Bianchi Matt T, Russo Kathryn, Gabbidon Harriett, Smith Tiaundra, Goparaju Balaji, Westover M Brandon
Neurology Department, Massachusetts General Hospital; Division of Sleep Medicine, Harvard Medical School, Boston, MA, USA.
Neurology Department, Massachusetts General Hospital.
Nat Sci Sleep. 2017 Feb 16;9:11-29. doi: 10.2147/NSS.S130141. eCollection 2017.
Clinical polysomnography (PSG) databases are a rich resource in the era of "big data" analytics. We explore the uses and potential pitfalls of clinical data mining of PSG using statistical principles and analysis of clinical data from our sleep center. We performed retrospective analysis of self-reported and objective PSG data from adults who underwent overnight PSG (diagnostic tests, n=1835).
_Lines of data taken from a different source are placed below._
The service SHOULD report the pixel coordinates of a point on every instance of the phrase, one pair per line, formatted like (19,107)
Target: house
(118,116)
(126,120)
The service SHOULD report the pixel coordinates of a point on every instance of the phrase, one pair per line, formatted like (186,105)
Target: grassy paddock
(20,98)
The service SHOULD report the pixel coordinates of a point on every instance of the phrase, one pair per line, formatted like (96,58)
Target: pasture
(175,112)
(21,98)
Self-reported symptoms overlapped markedly between the two most common categories, insomnia and sleep apnea, with the majority reporting symptoms of both disorders. Standard clinical metrics routinely reported on objective data were analyzed for basic properties (missing values, distributions), pairwise correlations, and descriptive phenotyping. Of 41 continuous variables, including clinical and PSG derived, none passed testing for normality. Objective findings of sleep apnea and periodic limb movements were common, with 51% having an apnea-hypopnea index (AHI) >5 per hour and 25% having a leg movement index >15 per hour. Different visualization methods are shown for common variables to explore population distributions. Phenotyping methods based on clinical databases are discussed for sleep architecture, sleep apnea, and insomnia. Inferential pitfalls are discussed using the current dataset and case examples from the literature. The increasing availability of clinical databases for large-scale analytics holds important promise in sleep medicine, especially as it becomes increasingly important to demonstrate the utility of clinical testing methods in management of sleep disorders. Awareness of the strengths, as well as caution regarding the limitations, will maximize the productive use of big data analytics in sleep medicine.
临床多导睡眠图(PSG)数据库是“大数据”分析时代的丰富资源。我们运用统计原理并分析来自我们睡眠中心的临床数据,探讨PSG临床数据挖掘的用途和潜在陷阱。我们对接受过夜PSG检查的成年人(诊断测试,n = 1835)的自我报告和客观PSG数据进行了回顾性分析。自我报告的症状在两种最常见的类别——失眠和睡眠呼吸暂停之间有明显重叠,大多数人报告有这两种疾病的症状。对客观数据中常规报告的标准临床指标进行了基本属性(缺失值、分布)、成对相关性和描述性表型分析。在41个连续变量中,包括临床和PSG衍生变量,没有一个通过正态性检验。睡眠呼吸暂停和周期性肢体运动的客观发现很常见,51%的人呼吸暂停低通气指数(AHI)>5次/小时,25%的人腿部运动指数>15次/小时。展示了常见变量的不同可视化方法以探索总体分布。讨论了基于临床数据库的睡眠结构、睡眠呼吸暂停和失眠的表型分析方法。使用当前数据集和文献中的案例讨论了推理陷阱。临床数据库用于大规模分析的可用性不断提高,在睡眠医学中具有重要前景,特别是因为证明临床测试方法在睡眠障碍管理中的效用变得越来越重要。认识到优势以及对局限性保持谨慎,将最大限度地提高大数据分析在睡眠医学中的有效应用。